Copra Round One (2014)
Reprints Copra #1-6
Written by Michael Fiffe
Art by Michael Fiffe
I had to close my book a few pages into Copra Round One because I needed to check something. A quick search online confirmed I was seeing what I saw correctly. This is a fan continuation of John Ostrander’s Suicide Squad series with all the serial numbers filed off. Character designs and personalities make it evident that this is a love letter to that 1980s DC Comics classic from top to bottom. Also, they throw in analogs for Marvel’s Doctor Strange & Clea just because they can. The name “Suicide Squad” is never used; there’s no mistaking this is written by someone who loves those characters but couldn’t get a job at DC writing a revival. But, in true indie comics fashion, Michael Fiffe did it anyway, resulting in a wild trip.
Copra is a covert ops group composed of super-powered and/or highly trained killers. They are transporting a skull with a magic lightning bolt stone lodged inside it when a rival group attacks. Some Copra members are killed in the process, while others live to fight another day. They return to HQ, grab some more scoundrels to fill their ranks, and jump back into the thick of it. It is challenging to explain this comic’s narrative because it doesn’t progress much in this first volume. Fiffe is far more interested in style over substance, and if you know that going in then, I think it’s unfair to complain about the book. If you didn’t know, then fair enough, you were expecting something more traditional. While Jeff Lemire has made a very obvious homage to DC Comics in the pages of Black Hammer, Fiffe is doing something much more niche, catering not even to a small audience but himself. Fiffe is making the sorts of comics he wants to sit back and read.
If someone has come across Copra in their comics reading journey, which started with the Marvel films, you will be disappointed. The type of storytelling in Copra is a pastiche to an older era. Fiffe isn’t trying to write in a highly sophisticated manner; he’s calling back to how our brains worked when we were preteens devouring comics off the grocery store racks. The story isn’t meant to be simple but the sort of over-complicated arcs you would imagine while smashing your action figures together.
The beauty of Copra comes from the amount of detail and the cinematic scope of the action sequences. They are drawn in widescreen or splash pages, a sense of momentum palpable on every page. These fights occur between moderately large groups of colorfully costumed characters, so there’s a lot of cutting between pairings. The focus of a battle in one panel might be in the background of the next one. Movement in the space is meticulously tracked so that you always have a clearly defined sense of the geography. This means Copra can have profoundly dense fight sequences but make it extremely easy to keep up with where everyone is and what happens to them. You might not remember the characters’ names, but you will never lose track of them in a fight.
Fiffe is a genuine comics lover, and his art style is reminiscent of classic Jack Kirby work but also traces of Steve Ditko in the weirdness of his figures.

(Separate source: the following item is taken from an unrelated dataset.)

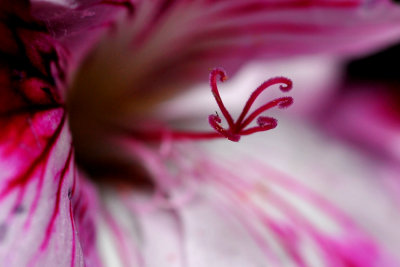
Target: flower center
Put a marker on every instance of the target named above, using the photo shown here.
(235, 128)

It makes sense because he does include an alternate version of Doctor Strange in the story, one of Ditko’s major co-creation during his tenure at Marvel. Fiffe isn’t trying to communicate any pressing themes in his work, so this truly is an instance of style over substance, but unashamedly so. I can appreciate something that is pure style if the aesthetics are creative. You need to show me something surprising and inventive, and the story won’t matter so much. Too often, creative types try to pour as much style as they can onto the page or screen, but they don’t truly love what they are making, so it rings false. Fiffe has no such problems; each panel and page comes from a genuine love of the form.
The feeling of being lost in the story, unable to get your bearings, is also a nod to the sense of reading comics as a child. Often, you read whatever the manager at the grocery store decided to stock. This meant there was never a lack of Batman or Superman books. It was most exciting when something strange or unfamiliar appeared on the racks, a promise of something fresh. If you bought your comics in this way, like I did, then you weren’t really able to follow too many ongoing runs for too long. Part of your reading experience was trying to infer what came before based on dialogue between characters and who these people were, and their relationships with each other. Copra begins in media res for that very purpose, we’re in the middle of a story with characters who feel familiar, but we don’t really know what the situation is or why everyone wants this particular MacGuffin.
Copra is an exercise in nostalgia & style that actually works. As long as you know what you are expecting, then it shouldn’t throw you for any loops. This is pure comics fun, taking pleasure in complicated interpersonal relationships developed over decades and across different comics titles. You are just entering the middle of the story. This comic world existed long before you, and when you pass away, it will keep going with stories you’ll never get to read. I find this way of approaching comics very soothing. Unlike other people I know, I don’t care if I don’t come in on issue one. If the writing is entertaining and the art is good, it doesn’t matter. Comics do not always have to justify themselves as art; they can just be what they have always been.